Tim Rowe, the well-connected cofounder of CIC Health, which operates the high-profile Fenway and Gillette sites, previously built a global network of incubators for technology startups and, before the pandemic, organized about 2,000 business gatherings a year drawing 200,000 attendees from Cambridge to Philadelphia to Warsaw, Poland.

“We view ourselves as logisticians,” Rowe said in an interview. “For us, people and space and events and planning and scheduling, all of that, that’s what we do.”

To achieve maximum speed and productivity, CIC Health has organized efficient flow lanes in and out of the stadiums, installed banks of freezers with cold storage capabilities for vaccines, and set up rows of safely distanced injection stations, steps that are more difficult in smaller sites.

Perhaps most important, CIC Health is using all the vaccine it gets right away rather than holding some in reserve to give people their second doses a few weeks later. That’s a striking contrast with the hospitals and pharmacy companies that gave most of the shots in the early going while stockpiling hundreds of thousands of doses to guarantee each person could get a second shot.

The game plan at CIC Health clearly gets more shots into arms, but depends on a consistent supply from the federal government. Any disruption threatens to delay or defer entirely the second dose for those residents.

At the community level, the rapid change in the state’s vaccination approach is causing some whiplash.

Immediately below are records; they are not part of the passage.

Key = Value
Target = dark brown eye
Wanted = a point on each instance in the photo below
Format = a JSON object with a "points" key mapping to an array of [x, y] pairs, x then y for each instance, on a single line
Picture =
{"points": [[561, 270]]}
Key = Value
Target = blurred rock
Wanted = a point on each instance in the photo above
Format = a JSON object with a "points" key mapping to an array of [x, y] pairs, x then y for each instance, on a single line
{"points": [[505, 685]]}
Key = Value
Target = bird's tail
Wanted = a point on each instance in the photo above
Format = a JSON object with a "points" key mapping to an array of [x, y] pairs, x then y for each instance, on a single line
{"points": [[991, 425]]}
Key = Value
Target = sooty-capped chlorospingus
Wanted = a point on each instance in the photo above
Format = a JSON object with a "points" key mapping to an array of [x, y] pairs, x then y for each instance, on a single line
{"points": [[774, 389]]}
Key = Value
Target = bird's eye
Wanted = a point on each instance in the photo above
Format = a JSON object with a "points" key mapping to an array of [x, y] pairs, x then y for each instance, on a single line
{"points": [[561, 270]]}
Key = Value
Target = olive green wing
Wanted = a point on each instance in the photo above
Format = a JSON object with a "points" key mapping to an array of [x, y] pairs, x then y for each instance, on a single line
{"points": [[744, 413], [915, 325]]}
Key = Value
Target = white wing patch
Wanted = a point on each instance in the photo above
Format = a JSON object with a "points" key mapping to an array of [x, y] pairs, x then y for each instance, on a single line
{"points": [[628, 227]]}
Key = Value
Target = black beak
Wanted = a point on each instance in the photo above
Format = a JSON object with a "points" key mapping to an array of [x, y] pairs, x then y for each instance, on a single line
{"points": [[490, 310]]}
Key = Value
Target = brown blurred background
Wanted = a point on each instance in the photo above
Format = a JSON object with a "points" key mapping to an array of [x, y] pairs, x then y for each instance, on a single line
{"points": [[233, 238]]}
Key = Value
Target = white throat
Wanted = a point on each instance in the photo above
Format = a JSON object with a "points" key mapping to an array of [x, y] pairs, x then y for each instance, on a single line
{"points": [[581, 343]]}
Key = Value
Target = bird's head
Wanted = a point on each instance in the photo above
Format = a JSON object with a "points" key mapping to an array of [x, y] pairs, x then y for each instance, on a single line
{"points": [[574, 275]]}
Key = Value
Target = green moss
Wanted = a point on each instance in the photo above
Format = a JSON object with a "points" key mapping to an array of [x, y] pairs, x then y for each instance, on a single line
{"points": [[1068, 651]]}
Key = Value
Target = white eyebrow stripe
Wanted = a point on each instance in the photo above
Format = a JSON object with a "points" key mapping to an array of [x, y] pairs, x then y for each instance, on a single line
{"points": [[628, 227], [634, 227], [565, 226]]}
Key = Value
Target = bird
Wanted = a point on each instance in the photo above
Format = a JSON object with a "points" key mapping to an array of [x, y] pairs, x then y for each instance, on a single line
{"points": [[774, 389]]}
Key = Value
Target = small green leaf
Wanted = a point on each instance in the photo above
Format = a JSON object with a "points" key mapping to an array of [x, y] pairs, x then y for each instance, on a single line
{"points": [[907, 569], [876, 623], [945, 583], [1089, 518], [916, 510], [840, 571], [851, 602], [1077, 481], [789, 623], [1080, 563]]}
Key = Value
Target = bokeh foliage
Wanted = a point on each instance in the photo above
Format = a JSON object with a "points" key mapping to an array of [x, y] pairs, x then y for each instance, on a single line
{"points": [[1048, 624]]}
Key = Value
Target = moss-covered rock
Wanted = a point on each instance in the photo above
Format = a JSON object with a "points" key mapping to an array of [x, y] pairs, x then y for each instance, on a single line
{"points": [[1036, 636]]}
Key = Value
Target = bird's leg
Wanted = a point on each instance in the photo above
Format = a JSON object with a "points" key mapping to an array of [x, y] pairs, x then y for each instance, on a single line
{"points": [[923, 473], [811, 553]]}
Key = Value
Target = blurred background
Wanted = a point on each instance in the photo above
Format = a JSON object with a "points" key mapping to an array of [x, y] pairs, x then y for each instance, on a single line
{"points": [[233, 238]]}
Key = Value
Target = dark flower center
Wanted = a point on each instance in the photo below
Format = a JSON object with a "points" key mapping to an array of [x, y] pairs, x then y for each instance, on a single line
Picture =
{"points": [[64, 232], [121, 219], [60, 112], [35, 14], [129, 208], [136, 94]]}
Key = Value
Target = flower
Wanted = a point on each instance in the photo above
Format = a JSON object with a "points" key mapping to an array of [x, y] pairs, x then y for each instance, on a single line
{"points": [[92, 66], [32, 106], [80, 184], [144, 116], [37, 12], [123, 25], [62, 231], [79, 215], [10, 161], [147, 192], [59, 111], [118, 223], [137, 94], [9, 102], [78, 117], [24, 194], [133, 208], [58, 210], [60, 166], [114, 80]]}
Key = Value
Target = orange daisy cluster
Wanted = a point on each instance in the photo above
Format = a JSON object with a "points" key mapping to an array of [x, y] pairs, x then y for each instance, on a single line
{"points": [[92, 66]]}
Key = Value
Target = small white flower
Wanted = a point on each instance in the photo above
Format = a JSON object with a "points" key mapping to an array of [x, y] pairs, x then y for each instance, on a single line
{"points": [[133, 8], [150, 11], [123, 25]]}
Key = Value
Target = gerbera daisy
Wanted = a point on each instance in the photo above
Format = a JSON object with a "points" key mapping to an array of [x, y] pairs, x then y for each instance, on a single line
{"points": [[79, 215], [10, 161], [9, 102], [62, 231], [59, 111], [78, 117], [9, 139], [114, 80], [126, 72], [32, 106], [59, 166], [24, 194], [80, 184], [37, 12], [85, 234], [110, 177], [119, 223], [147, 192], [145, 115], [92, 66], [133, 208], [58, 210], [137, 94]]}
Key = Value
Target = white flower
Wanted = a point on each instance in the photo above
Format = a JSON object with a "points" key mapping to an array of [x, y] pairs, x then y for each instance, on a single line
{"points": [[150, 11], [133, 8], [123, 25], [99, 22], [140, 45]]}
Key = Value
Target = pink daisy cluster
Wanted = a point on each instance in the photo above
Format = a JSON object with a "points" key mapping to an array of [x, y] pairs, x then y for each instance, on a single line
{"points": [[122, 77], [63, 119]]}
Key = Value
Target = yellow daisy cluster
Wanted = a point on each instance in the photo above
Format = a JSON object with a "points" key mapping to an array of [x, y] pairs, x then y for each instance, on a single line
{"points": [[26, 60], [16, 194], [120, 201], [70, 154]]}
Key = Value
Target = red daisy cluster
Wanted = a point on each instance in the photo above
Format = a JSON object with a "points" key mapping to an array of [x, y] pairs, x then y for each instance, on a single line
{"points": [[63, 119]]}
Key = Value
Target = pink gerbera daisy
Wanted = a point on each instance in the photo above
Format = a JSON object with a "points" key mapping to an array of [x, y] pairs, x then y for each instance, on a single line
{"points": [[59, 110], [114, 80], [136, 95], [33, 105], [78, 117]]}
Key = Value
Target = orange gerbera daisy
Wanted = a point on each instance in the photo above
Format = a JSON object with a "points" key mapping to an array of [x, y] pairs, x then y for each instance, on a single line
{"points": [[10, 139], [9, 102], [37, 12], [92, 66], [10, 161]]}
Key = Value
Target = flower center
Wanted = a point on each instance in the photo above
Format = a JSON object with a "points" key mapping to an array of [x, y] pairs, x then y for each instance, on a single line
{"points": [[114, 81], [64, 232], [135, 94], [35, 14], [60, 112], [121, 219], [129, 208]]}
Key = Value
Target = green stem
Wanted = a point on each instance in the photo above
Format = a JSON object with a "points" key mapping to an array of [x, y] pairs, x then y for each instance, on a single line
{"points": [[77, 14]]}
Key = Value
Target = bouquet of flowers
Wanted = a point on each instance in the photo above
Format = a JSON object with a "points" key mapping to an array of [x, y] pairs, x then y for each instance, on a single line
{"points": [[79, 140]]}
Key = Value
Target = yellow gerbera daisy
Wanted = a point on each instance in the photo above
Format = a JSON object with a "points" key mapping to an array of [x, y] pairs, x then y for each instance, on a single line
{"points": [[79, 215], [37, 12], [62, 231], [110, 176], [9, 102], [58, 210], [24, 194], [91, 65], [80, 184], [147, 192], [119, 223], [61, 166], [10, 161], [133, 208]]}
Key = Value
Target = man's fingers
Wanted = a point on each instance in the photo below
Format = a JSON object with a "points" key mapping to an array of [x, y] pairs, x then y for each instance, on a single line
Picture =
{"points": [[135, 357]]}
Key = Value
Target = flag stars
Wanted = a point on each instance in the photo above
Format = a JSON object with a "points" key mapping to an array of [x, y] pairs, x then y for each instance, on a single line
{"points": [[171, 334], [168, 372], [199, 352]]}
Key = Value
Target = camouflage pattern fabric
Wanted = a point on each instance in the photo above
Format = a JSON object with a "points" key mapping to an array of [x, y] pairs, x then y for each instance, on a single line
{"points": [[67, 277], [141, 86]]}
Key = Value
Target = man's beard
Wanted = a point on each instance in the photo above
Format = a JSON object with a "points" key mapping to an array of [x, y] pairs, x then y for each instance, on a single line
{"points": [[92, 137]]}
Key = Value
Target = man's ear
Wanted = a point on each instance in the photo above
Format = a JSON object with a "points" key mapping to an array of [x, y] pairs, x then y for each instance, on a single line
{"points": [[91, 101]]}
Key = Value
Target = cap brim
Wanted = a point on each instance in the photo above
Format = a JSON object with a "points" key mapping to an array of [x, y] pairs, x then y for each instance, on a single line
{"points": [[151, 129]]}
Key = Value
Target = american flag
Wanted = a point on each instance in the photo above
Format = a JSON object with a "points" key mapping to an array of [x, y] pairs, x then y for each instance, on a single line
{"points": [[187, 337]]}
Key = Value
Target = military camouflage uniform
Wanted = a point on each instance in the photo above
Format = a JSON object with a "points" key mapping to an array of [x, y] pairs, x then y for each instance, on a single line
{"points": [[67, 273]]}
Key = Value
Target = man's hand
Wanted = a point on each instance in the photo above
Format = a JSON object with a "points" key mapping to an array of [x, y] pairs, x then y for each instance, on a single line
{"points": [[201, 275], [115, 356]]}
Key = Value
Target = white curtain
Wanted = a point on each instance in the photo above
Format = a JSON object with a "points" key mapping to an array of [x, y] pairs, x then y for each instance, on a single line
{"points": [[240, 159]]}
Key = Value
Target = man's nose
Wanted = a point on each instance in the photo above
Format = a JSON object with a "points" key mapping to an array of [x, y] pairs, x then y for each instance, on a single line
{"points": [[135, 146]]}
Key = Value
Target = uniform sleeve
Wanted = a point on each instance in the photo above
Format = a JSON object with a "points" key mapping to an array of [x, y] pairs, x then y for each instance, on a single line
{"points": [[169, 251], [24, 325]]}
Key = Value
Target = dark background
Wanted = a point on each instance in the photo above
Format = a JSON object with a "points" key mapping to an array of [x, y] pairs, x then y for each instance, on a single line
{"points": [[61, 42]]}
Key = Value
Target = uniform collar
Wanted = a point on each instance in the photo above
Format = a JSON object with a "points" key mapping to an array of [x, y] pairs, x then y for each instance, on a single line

As state officials announced they were cutting off first doses to most small-scale community operations last Wednesday, they said they will continue to deploy vaccines to other locations beyond the mass vaccine sites.

State officials added that plans will evolve as the vaccine supply grows. The 20 vulnerable communities could eventually become the sites of “targeted” initiatives such as mobile and pop-up clinics, Kate Reilly, a spokeswoman for the state’s COVID Command Center, said Friday.

The Baker administration has also pointed to a growing network of retail and pharmacy locations where people can be vaccinated closer to home.

Additionally, the state has told municipalities they can still receive vaccine supplies if they band together to form their own high-capacity sites. These so-called “regional collaboratives” must be open to the entire state and capable of vaccinating high numbers of people each day.

Such operations are already running in several areas, including in the Berkshires, Plymouth County, and on Cape Cod.

But the collaborative model has so far not satisfied critics.

On Cape Cod, state Senator Julian Cyr would prefer the state operate a mass system on the peninsula. The main vaccination site currently run by Barnstable County needs more doses to immunize the Cape’s large older population, he said. Otherwise, too many are forced to travel far from home for appointments.

For now, he said, “We are operating under the assumption that we won’t get any meaningful support from the state for large-scale vaccination, so we’re going to do it ourselves.”

Community health centers, which serve primarily low-income people, immigrants, and people of color, are also running vaccination clinics, and officials there say they are still receiving adequate supplies.

But the frequent changes in distribution, often announced just before taking effect, reflect a frenzied and unclear vaccination process, said Carlene Pavlos, executive director of the Massachusetts Public Health Association and co-chair of the Vaccine Equity Now! coalition.

“The administration’s attempts to improve the vaccine rollout have been episodic and seemed rather like a fire drill,” she said. “A fire erupts, and the administration pours all of their efforts toward the particular fire, and meanwhile the smoldering embers in other parts of the vaccine response erupt.”